第284章 お金を稼ぐ欲望

古風な質屋や、漢方薬の清々しい香りを漂わせる薬屋を通り過ぎ、真理子はそれぞれの店に入って見て回った。金銀の器が少し売られているだけで、特に見るべきものはなかったが、漢方薬店では結構な時間を過ごした。

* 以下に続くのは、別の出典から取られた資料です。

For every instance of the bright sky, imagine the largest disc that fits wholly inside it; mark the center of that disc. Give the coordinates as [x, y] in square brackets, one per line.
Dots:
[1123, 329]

今の漢方薬店は処方箋に基づいて薬を調合するだけでなく、ガラスケースには漢方薬や滋養強壮剤も並べられていた。パッケージは未来の薬局で売られているものとは全く異なり、亀苓膏や茯苓膏などは陶器の瓶や碗に入れられていた。上品で素朴と言えば聞こえはいいが、素朴すぎて田舎くさいとも言える。真理子は一つ一つ丁寧に観察し、親しみと面白さを感じた。

神識力を少し使って壁一面に並ぶ小さな木箱を調べると、どの薬店もほぼ同じで、一般的な薬は豊富だが、山人参や霊芝、冬虫夏草などの貴重な薬材はごくわずかしかなく、二軒の店では全く在庫がなかった。

これらはもともと希少な薬材で、入手困難なものだった。80年代の改革開放で国境が開かれると、多くの海外からの薬商が高額で薬材を買い集め、大量の貴重な薬材を密輸出し、国内の薬材市場に大きな打撃を与えた。多くの有名薬店が影響を受け、一時的に人参や霊芝を仕入れられないのも不思議ではなかった。

真理子は遼州県で買い物をしていた時、偶然他人の会話からこの状況を知った。田原お父さんがおじいさんを薬材栽培場に連れて行った時、彼女と誠一も一緒に行き、誰も見ていない隙に十数株の山参の苗を宝珠の異空間に移した。東北地方でしか野生の山参は育たないと聞いていたが、南部では聞いたことがなかった。山参の苗は彼女の宝珠の異空間で順調に育っていたが、実際に山参ができるかどうかはわからなかった。

もしこの後本当に骨董品や宝物に出会ったら、大金が必要になるかもしれないと考え、真理子は二軒の薬店でそれぞれ三株の紫霊芝やチャキセイ、鉄斛、首烏などの薬材を売った。薬店の店主は目利きで、これらが極上品であることを見抜き、驚きと喜びの表情を隠せず、家にまだ売る薬材があるかどうか何度も尋ね、いくらでも買い取ると言った。